Since the 1990s, the Mumbai-based artist Shilpa Gupta has asked audiences to see the world from the vantage point of the oppressed, by means of large-scale sculptural installations that frequently involve participatory elements such as sound and interactive computer programmes. A case in point is Gupta’s acclaimed installation of 2017–18, ‘For, In Your Tongue, I Cannot Fit’, which comprises 100 fragments of poetry, composed between the eighth century and the present by writers across the globe who have been incarcerated; the texts are speared on waist-high metal stands while the poems are also broadcast on an audio loop through reversed-wired microphones, suspended from the ceiling. The work is currently at both Dallas Contemporary and at the Barbican, London, as part of the solo exhibition ‘Sun at Night’.
Where is your studio?
My studio is in an old building from the last century in a suburb called Bandra in Mumbai. It sits at the end of a narrow lane, just off the main street, very close to the railway station. The train tracks nearly touch the compound wall. There is a place you can stand where, if you were to stretch your hands out, you could clap them against someone leaning from the train.

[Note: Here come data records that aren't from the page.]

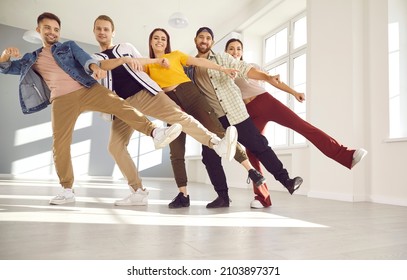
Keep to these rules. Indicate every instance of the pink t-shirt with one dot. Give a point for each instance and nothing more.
(58, 81)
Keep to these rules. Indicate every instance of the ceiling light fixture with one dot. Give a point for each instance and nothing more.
(178, 20)
(32, 36)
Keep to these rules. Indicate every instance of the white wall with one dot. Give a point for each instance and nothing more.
(347, 97)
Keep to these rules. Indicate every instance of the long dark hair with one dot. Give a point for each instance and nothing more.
(231, 41)
(167, 49)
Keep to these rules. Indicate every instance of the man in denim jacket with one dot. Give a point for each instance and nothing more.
(59, 73)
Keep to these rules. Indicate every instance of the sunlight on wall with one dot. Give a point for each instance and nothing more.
(38, 165)
(42, 164)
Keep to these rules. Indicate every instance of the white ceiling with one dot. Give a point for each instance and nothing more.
(135, 19)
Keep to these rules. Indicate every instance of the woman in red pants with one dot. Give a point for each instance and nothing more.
(263, 107)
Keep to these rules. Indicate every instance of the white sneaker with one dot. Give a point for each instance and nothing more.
(140, 197)
(226, 147)
(66, 196)
(358, 155)
(256, 204)
(162, 136)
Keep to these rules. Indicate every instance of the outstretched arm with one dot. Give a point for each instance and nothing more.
(274, 81)
(202, 62)
(134, 63)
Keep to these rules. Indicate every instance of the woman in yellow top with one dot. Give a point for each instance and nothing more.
(186, 94)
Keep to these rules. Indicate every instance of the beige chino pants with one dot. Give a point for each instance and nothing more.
(158, 106)
(67, 108)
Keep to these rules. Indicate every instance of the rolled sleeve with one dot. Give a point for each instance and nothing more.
(88, 63)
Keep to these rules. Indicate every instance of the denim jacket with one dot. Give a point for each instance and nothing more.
(33, 92)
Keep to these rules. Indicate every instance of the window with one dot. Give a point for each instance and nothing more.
(397, 39)
(285, 54)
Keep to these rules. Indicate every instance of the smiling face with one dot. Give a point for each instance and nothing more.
(159, 42)
(49, 30)
(103, 31)
(203, 42)
(235, 49)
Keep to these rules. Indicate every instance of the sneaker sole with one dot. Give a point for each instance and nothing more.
(173, 132)
(60, 202)
(144, 202)
(231, 137)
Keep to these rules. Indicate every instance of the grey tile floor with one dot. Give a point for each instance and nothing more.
(294, 228)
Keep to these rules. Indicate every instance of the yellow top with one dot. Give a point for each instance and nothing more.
(172, 76)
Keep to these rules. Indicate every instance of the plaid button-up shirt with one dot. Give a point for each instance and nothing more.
(227, 92)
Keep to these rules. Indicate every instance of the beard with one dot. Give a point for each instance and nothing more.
(203, 48)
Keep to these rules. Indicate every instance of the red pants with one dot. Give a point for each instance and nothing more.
(265, 108)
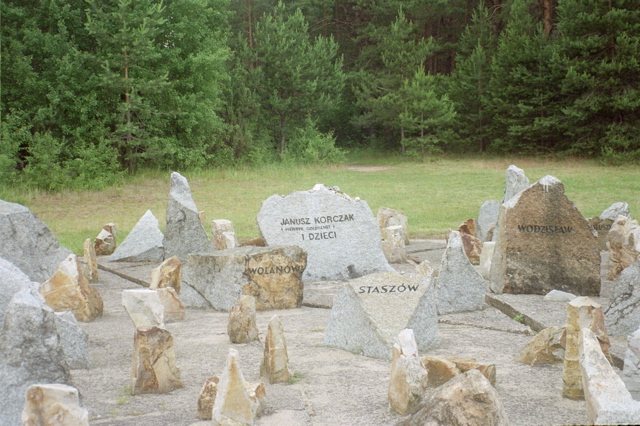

What do you like most about the space?
I spend most of my time in what used to be the veranda of a home on the upper floor of the building, with a sloping wooden roof. It has the original terrazzo floor tiles. The veranda, now enclosed, has glass windows and across is a building which has many trees – I cannot say how grateful I am to them for the shade and calm they offer. Occasionally, one spots small birds with unusual colours, which brings much delight to my little son and me.
What frustrates you about it?
I would love to have more and larger windows to bring more of a natural breeze in the studio. It would also be very useful for the smells of the various materials being used in the studio to drift away!
Do you work alone?
There are days I stay in the veranda space all day working by myself. When there are intense deadlines, of which there have been quite a few this year, I shift my desk and sit with the rest of the team all day. Once everyone leaves, I love spending an hour or two by myself in the late evening.
How messy is your studio?
It depends. If in the middle of a show, then yes, it becomes messy as there is a lot of material for sampling and testing around. Once works leave, everything starts to find a place in the store. I am constantly organising material.
What does it smell like?
Whichever material was last used. Sometimes in the afternoon, the smell of spicy food lingers on after lunch.
What’s the weirdest object in there?
There are a few! At the moment there are empty bottles of Phensedyl which I brought back from the border area between India and Bangladesh. Phensedyl is a cough syrup, often confiscated since it is a popular intoxicant – it’s banned in Bangladesh, but there are several factories in the border states on the Indian side. I have made drawings with it.
Which artistic tool could you least do without?
Besides the laptop, there is a large glass table-cum-light box in my studio. A lot of the sampling, cutting, slicing, sticking takes place here.
Do you pin up images of other artists’ works?
I don’t have many free walls to pin up works. But even if I did, I would keep them empty. The main studio wall is left free for working and the other ones have a few samples pinned up to test their reaction to light.
Do you ever sleep in your studio?
Rarely. My home is close by and if I sleep in the middle of the day, the day is ruined. So I rarely lie down in the studio.
What do you usually wear while you’re working?
Regular, comfortable loose cottons.
‘Shilpa Gupta: Sun at Night’ is at the Barbican, London, until 6 February 2022. ‘Shilpa Gupta: For, In Your Tongue, I Cannot Fit’ is at Dallas Contemporary until 13 February 2022.